LAGOS – Nigeria’s total capital importation surged to $10.37 billion in the first quarter of 2026, marking an 83.83% year-on-year increase from the $5.64 billion recorded in Q1 2025.
The National Bureau of Statistics (NBS) revealed that Foreign Portfolio Investment (FPI) dominated the inflows, accounting for 95.09% at $9.86 billion, with money market instruments taking a major share of $6.50 billion.
Conversely, Foreign Direct Investment (FDI) remained low, capturing just 1.30% of the total inflows at $135.08 million, while Other Investment brought in $374.48 million, primarily driven by loans.
The banking and financing sectors absorbed the vast majority of the capital, together securing over 96% of the total inflows, driven largely by UK and US investors.
This dramatic tilt toward portfolio capital matches recent actions by the Central Bank of Nigeria, which maintained its benchmark interest rate at a high 26.5% to attract external liquidity buffers.

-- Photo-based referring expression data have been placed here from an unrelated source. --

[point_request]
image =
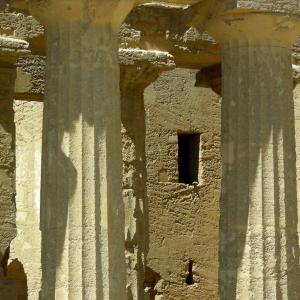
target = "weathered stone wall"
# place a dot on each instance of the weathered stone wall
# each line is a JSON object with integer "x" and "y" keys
{"x": 183, "y": 220}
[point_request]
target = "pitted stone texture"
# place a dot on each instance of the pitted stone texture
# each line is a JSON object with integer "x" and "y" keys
{"x": 138, "y": 69}
{"x": 183, "y": 220}
{"x": 11, "y": 49}
{"x": 289, "y": 6}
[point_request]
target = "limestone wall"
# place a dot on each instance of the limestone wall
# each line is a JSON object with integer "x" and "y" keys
{"x": 183, "y": 220}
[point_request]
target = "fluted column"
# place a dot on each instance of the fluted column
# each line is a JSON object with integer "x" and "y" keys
{"x": 82, "y": 215}
{"x": 138, "y": 69}
{"x": 259, "y": 246}
{"x": 10, "y": 50}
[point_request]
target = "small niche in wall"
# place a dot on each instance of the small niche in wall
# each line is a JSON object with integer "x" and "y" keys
{"x": 188, "y": 158}
{"x": 190, "y": 277}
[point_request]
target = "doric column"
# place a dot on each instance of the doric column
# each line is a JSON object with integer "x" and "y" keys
{"x": 259, "y": 246}
{"x": 138, "y": 69}
{"x": 82, "y": 214}
{"x": 10, "y": 50}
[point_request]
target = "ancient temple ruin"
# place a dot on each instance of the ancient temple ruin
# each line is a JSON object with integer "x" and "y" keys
{"x": 149, "y": 150}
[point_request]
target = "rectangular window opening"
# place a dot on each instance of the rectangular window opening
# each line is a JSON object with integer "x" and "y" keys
{"x": 188, "y": 158}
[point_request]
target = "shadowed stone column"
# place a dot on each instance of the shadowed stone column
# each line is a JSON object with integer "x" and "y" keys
{"x": 82, "y": 215}
{"x": 259, "y": 246}
{"x": 10, "y": 50}
{"x": 138, "y": 69}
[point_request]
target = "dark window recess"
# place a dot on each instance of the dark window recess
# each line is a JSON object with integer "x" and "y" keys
{"x": 188, "y": 158}
{"x": 189, "y": 278}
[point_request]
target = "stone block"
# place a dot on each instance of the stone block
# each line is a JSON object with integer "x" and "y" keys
{"x": 8, "y": 289}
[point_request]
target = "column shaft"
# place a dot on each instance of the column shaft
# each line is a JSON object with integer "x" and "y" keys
{"x": 259, "y": 253}
{"x": 8, "y": 229}
{"x": 81, "y": 206}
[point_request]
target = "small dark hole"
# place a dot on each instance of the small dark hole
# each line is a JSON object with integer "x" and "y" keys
{"x": 188, "y": 158}
{"x": 189, "y": 278}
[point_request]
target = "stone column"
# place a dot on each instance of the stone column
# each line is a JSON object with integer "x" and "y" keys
{"x": 138, "y": 69}
{"x": 259, "y": 246}
{"x": 82, "y": 214}
{"x": 10, "y": 50}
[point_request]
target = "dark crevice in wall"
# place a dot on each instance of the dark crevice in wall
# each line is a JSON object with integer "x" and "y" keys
{"x": 190, "y": 277}
{"x": 188, "y": 158}
{"x": 151, "y": 279}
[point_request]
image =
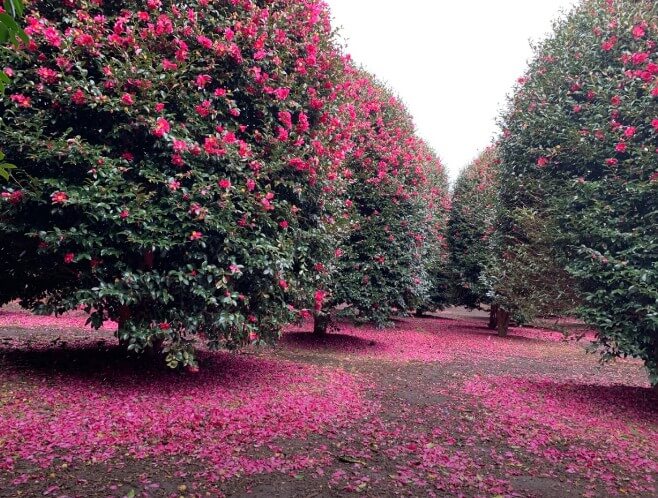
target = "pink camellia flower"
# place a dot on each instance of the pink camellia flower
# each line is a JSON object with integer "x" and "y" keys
{"x": 167, "y": 65}
{"x": 162, "y": 127}
{"x": 609, "y": 44}
{"x": 638, "y": 31}
{"x": 282, "y": 93}
{"x": 78, "y": 97}
{"x": 127, "y": 99}
{"x": 59, "y": 197}
{"x": 639, "y": 58}
{"x": 203, "y": 80}
{"x": 204, "y": 41}
{"x": 21, "y": 100}
{"x": 46, "y": 75}
{"x": 621, "y": 147}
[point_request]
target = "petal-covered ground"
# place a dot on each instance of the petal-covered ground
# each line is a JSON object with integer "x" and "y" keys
{"x": 435, "y": 407}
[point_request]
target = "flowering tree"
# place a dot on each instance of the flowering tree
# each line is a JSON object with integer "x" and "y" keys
{"x": 472, "y": 222}
{"x": 390, "y": 258}
{"x": 579, "y": 154}
{"x": 178, "y": 161}
{"x": 11, "y": 33}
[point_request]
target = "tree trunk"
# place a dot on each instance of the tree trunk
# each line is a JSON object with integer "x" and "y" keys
{"x": 493, "y": 317}
{"x": 320, "y": 323}
{"x": 124, "y": 316}
{"x": 503, "y": 322}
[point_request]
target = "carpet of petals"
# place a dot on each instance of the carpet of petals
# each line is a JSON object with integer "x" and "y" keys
{"x": 433, "y": 407}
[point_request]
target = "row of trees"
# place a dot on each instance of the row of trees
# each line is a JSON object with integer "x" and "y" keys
{"x": 574, "y": 203}
{"x": 212, "y": 169}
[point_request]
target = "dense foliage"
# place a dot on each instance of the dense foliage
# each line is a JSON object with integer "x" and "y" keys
{"x": 11, "y": 34}
{"x": 177, "y": 163}
{"x": 579, "y": 157}
{"x": 472, "y": 218}
{"x": 392, "y": 257}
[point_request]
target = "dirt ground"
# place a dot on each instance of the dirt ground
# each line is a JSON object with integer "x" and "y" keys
{"x": 439, "y": 407}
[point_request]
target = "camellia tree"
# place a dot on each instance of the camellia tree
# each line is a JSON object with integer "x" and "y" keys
{"x": 177, "y": 162}
{"x": 471, "y": 225}
{"x": 12, "y": 34}
{"x": 579, "y": 155}
{"x": 391, "y": 254}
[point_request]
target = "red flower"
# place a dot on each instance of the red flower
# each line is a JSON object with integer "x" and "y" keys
{"x": 639, "y": 58}
{"x": 638, "y": 31}
{"x": 609, "y": 44}
{"x": 78, "y": 97}
{"x": 21, "y": 100}
{"x": 202, "y": 80}
{"x": 127, "y": 99}
{"x": 282, "y": 93}
{"x": 162, "y": 127}
{"x": 59, "y": 197}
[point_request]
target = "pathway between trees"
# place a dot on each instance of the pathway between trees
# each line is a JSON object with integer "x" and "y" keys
{"x": 436, "y": 407}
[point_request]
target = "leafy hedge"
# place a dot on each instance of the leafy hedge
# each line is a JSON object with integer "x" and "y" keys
{"x": 178, "y": 161}
{"x": 392, "y": 256}
{"x": 471, "y": 225}
{"x": 579, "y": 153}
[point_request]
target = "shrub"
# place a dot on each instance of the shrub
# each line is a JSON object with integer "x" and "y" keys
{"x": 389, "y": 260}
{"x": 472, "y": 217}
{"x": 579, "y": 154}
{"x": 177, "y": 161}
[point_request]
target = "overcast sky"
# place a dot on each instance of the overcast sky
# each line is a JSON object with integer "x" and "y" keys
{"x": 452, "y": 62}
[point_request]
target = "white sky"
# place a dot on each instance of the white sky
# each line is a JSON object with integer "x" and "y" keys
{"x": 452, "y": 62}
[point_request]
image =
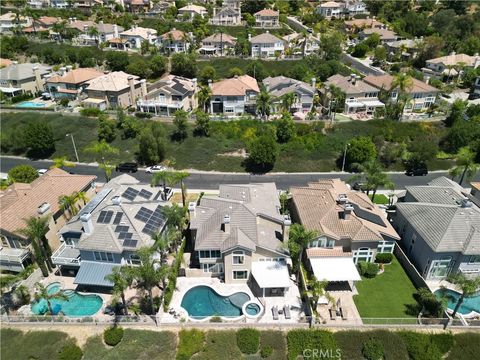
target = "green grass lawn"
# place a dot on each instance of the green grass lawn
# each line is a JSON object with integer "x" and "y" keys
{"x": 136, "y": 344}
{"x": 387, "y": 295}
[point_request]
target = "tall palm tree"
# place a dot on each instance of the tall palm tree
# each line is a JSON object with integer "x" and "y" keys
{"x": 35, "y": 230}
{"x": 467, "y": 286}
{"x": 121, "y": 278}
{"x": 42, "y": 293}
{"x": 465, "y": 165}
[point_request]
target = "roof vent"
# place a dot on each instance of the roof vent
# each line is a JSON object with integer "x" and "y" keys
{"x": 42, "y": 209}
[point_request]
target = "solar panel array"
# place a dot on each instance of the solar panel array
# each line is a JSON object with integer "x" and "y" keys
{"x": 153, "y": 220}
{"x": 105, "y": 217}
{"x": 130, "y": 193}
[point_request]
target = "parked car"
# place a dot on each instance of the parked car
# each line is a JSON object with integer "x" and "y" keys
{"x": 155, "y": 168}
{"x": 127, "y": 167}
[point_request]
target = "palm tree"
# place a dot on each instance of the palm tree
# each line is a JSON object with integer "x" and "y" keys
{"x": 149, "y": 274}
{"x": 465, "y": 165}
{"x": 35, "y": 230}
{"x": 468, "y": 287}
{"x": 42, "y": 293}
{"x": 264, "y": 102}
{"x": 121, "y": 278}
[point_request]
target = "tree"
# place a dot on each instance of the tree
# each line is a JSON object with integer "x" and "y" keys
{"x": 285, "y": 128}
{"x": 35, "y": 230}
{"x": 180, "y": 122}
{"x": 22, "y": 174}
{"x": 42, "y": 293}
{"x": 263, "y": 151}
{"x": 360, "y": 150}
{"x": 467, "y": 287}
{"x": 121, "y": 278}
{"x": 465, "y": 164}
{"x": 39, "y": 139}
{"x": 202, "y": 123}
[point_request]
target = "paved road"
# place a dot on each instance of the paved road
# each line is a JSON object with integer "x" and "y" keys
{"x": 207, "y": 180}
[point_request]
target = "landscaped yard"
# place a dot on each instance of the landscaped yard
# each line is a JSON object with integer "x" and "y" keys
{"x": 387, "y": 295}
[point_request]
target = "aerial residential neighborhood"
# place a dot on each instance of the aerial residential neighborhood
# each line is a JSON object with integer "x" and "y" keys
{"x": 239, "y": 179}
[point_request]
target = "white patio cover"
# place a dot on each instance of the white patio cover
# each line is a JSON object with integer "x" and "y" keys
{"x": 271, "y": 274}
{"x": 334, "y": 269}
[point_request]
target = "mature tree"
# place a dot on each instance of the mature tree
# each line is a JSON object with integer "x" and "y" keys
{"x": 23, "y": 174}
{"x": 121, "y": 278}
{"x": 43, "y": 293}
{"x": 467, "y": 287}
{"x": 285, "y": 128}
{"x": 361, "y": 149}
{"x": 466, "y": 165}
{"x": 39, "y": 139}
{"x": 263, "y": 151}
{"x": 180, "y": 122}
{"x": 35, "y": 230}
{"x": 202, "y": 123}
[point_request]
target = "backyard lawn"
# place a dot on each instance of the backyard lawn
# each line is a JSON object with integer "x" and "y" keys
{"x": 388, "y": 295}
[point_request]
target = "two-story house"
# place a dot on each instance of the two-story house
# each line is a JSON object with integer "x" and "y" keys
{"x": 266, "y": 45}
{"x": 237, "y": 234}
{"x": 19, "y": 202}
{"x": 234, "y": 96}
{"x": 175, "y": 41}
{"x": 218, "y": 44}
{"x": 440, "y": 229}
{"x": 107, "y": 232}
{"x": 19, "y": 78}
{"x": 70, "y": 83}
{"x": 360, "y": 97}
{"x": 168, "y": 95}
{"x": 115, "y": 89}
{"x": 421, "y": 95}
{"x": 267, "y": 18}
{"x": 350, "y": 229}
{"x": 278, "y": 86}
{"x": 451, "y": 65}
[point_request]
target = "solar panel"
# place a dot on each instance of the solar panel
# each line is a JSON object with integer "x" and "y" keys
{"x": 118, "y": 218}
{"x": 145, "y": 194}
{"x": 130, "y": 193}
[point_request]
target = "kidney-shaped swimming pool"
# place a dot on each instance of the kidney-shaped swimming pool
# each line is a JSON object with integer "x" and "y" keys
{"x": 203, "y": 301}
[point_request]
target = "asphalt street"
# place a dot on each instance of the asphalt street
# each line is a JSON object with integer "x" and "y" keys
{"x": 211, "y": 180}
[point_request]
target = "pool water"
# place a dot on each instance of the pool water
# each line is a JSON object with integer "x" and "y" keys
{"x": 30, "y": 104}
{"x": 469, "y": 304}
{"x": 77, "y": 304}
{"x": 203, "y": 301}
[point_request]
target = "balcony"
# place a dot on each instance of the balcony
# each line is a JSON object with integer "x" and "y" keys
{"x": 66, "y": 255}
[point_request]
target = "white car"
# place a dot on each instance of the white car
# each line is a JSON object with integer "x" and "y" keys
{"x": 155, "y": 168}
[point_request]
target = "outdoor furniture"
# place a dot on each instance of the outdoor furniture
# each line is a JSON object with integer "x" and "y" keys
{"x": 275, "y": 313}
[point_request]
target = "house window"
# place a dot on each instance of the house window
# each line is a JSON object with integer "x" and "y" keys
{"x": 238, "y": 257}
{"x": 240, "y": 275}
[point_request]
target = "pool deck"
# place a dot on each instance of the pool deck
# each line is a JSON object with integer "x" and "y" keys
{"x": 291, "y": 298}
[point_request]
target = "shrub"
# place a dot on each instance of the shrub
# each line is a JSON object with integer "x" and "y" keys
{"x": 112, "y": 336}
{"x": 70, "y": 352}
{"x": 191, "y": 342}
{"x": 384, "y": 258}
{"x": 266, "y": 351}
{"x": 248, "y": 340}
{"x": 368, "y": 269}
{"x": 373, "y": 350}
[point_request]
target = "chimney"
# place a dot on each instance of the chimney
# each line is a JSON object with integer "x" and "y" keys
{"x": 226, "y": 224}
{"x": 286, "y": 227}
{"x": 87, "y": 223}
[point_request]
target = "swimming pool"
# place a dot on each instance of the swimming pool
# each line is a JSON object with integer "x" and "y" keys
{"x": 77, "y": 304}
{"x": 469, "y": 304}
{"x": 30, "y": 104}
{"x": 202, "y": 301}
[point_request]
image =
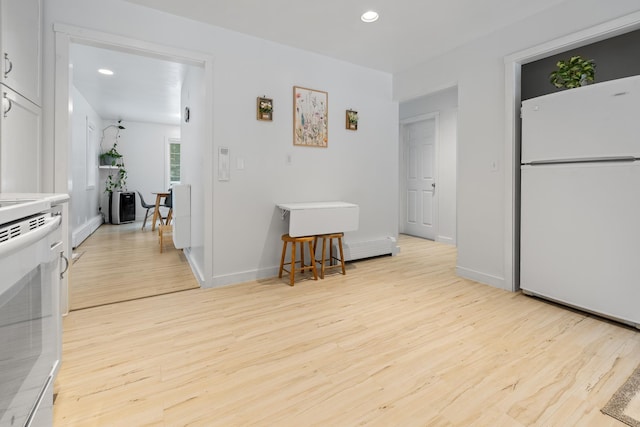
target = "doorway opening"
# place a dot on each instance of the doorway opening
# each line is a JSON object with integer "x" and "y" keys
{"x": 196, "y": 139}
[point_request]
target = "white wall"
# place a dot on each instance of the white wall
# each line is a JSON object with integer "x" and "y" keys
{"x": 445, "y": 103}
{"x": 478, "y": 69}
{"x": 84, "y": 199}
{"x": 360, "y": 167}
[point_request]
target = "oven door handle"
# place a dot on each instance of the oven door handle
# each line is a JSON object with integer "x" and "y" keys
{"x": 15, "y": 244}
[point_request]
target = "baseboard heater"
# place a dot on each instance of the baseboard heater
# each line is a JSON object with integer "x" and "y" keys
{"x": 369, "y": 248}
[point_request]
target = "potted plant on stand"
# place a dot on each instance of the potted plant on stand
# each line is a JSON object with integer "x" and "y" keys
{"x": 117, "y": 178}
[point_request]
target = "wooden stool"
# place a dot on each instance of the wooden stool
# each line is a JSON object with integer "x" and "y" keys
{"x": 323, "y": 261}
{"x": 292, "y": 271}
{"x": 162, "y": 230}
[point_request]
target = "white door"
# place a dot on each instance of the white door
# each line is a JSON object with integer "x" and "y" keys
{"x": 20, "y": 36}
{"x": 419, "y": 142}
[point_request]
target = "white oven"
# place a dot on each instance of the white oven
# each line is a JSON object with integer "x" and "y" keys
{"x": 31, "y": 260}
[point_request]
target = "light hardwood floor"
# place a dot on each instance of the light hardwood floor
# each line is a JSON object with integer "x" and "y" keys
{"x": 122, "y": 262}
{"x": 398, "y": 341}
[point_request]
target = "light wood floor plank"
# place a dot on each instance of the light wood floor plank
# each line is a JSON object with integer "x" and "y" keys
{"x": 122, "y": 262}
{"x": 397, "y": 341}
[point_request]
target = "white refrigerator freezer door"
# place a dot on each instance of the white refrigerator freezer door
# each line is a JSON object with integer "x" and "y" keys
{"x": 594, "y": 121}
{"x": 580, "y": 236}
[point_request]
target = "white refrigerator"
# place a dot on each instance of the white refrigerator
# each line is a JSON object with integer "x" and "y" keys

Nigeria’s external reserves jumped by approximately $1.22 billion in May 2026, closing the month at a robust $49.58 billion, according to the latest data released by the Central Bank of Nigeria (CBN).
The significant accumulation marks a major milestone in the apex bank’s ongoing defense of the local currency, boosting investor confidence and pushing liquid foreign assets closer to a historic $50 billion threshold.
Economic analysts trace this momentum back to late 2025 reforms. The CBN’s strategic interventions have successfully choked off currency speculation and consolidated foreign exchange liquidity into the official banking ecosystem.